Akeso will receive an upfront payment of $500 million and could unlock up to $4.5 billion in milestones. If the drug begins commercialization, Akeso could reap low double-digit royalties on net sales. The Chinese company retains the rights for all other regions, including China. Following the closing of the deal, Akeso CEO Dr. Michelle Xia will join the board of directors of Summit. 

Related Article: Merck Expands Hematology Portfolio With $1.35 Billion Imago Buy

Bispecific Antibody For Cancer

For the last eight years, Akeso has focused on advancing ivonescimab through the clinic. The company is now saying that the PD-1/ VEGF bispecific is the most advanced of its class in the clinic; neither the US FDA nor EMA has approved a PD-1-based bispecific. 

China, however, approved the drug earlier this year to treat advanced cervical cancer patients whose disease had progressed despite chemotherapy. To date, ivonescimab (brand name “Kaitanni”) is the only PD-1-based bispecific to be approved in the country. 

Ivonescimab has also received Breakthrough Therapy Designations in China for three indications: combination therapy with chemotherapy for non-small cell lung cancer (NSCLC) who have failed EGFR-TKI or PD-(L)1 therapy, and monotherapy for first-line advanced NSCLC patients who test positive for PD-L1. 

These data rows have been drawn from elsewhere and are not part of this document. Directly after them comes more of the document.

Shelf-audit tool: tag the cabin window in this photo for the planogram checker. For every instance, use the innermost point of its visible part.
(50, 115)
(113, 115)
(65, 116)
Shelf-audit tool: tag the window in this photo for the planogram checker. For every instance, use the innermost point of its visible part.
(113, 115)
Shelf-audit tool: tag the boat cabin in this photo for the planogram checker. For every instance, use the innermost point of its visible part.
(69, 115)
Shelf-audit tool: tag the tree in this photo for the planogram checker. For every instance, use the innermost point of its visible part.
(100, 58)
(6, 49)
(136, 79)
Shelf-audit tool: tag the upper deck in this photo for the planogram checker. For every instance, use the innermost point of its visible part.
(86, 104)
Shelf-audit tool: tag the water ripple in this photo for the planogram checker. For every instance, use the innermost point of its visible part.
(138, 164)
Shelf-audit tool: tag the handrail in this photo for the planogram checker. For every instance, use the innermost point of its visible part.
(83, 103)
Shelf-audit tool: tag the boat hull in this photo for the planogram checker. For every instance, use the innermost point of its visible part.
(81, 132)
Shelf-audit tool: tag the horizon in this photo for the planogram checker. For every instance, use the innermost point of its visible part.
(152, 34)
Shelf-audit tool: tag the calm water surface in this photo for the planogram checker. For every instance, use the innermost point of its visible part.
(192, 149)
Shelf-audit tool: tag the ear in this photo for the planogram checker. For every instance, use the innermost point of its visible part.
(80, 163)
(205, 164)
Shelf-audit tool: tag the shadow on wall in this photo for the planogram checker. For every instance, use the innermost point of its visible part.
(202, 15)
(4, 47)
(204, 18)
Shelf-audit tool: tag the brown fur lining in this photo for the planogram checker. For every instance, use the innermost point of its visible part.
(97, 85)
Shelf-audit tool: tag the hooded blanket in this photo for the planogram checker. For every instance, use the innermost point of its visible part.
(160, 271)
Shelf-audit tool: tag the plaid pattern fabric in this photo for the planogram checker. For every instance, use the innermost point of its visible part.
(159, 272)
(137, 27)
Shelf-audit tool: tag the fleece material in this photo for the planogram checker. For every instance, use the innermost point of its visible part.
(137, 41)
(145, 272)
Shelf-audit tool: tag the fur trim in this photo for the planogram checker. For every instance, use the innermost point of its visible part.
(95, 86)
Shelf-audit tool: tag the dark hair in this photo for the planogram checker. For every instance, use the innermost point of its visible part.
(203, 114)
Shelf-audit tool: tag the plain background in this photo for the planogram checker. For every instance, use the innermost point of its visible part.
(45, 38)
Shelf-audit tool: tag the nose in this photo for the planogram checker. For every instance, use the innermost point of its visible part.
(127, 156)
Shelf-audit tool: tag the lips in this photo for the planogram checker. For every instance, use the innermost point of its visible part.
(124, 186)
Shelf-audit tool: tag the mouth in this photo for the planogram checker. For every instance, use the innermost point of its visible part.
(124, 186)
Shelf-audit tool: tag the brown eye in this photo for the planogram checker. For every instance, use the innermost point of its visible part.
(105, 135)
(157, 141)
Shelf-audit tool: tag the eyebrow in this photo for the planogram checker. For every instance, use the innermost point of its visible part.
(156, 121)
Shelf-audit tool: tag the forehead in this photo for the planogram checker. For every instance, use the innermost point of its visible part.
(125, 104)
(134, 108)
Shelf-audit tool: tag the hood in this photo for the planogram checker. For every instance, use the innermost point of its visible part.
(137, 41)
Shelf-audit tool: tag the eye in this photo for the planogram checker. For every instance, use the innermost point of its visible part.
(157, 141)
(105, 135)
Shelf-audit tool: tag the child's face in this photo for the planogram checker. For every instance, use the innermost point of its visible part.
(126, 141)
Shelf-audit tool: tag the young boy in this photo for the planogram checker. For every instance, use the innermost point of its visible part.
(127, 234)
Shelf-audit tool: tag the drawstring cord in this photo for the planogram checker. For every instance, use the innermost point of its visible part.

At ASCO 2022, Akeso revealed in a presentation that ivonescimab treatment, in combination with pemetrexed and carboplatin, had an overall response rate (ORR) of 68.4% in a Phase 2 study in NSCLC patients who have failed EGFR-TKI. The combination therapy resulted in a median progression-free survival (mPFS) of 8.2 months compared to 4.3 months in patients treated with the chemotherapies alone, the current standard of care. 

In a separate cohort, ivonescimab combined with docetaxel in patients who have failed PD-(L)1 and chemotherapies showed an mPFS of 6.6 months versus a historical mPFS of 4.5 months with docetaxel alone. The trial demonstrated a tolerable safety profile and had a low discontinuation rate for adverse events, said Akeso. 

NSCLC indications will be the first targets of Summit’s development activities for ivonescimab, which has been relabeled SMT112. Summit has stated that it plans to start treating patients in clinical studies by the second quarter of 2023.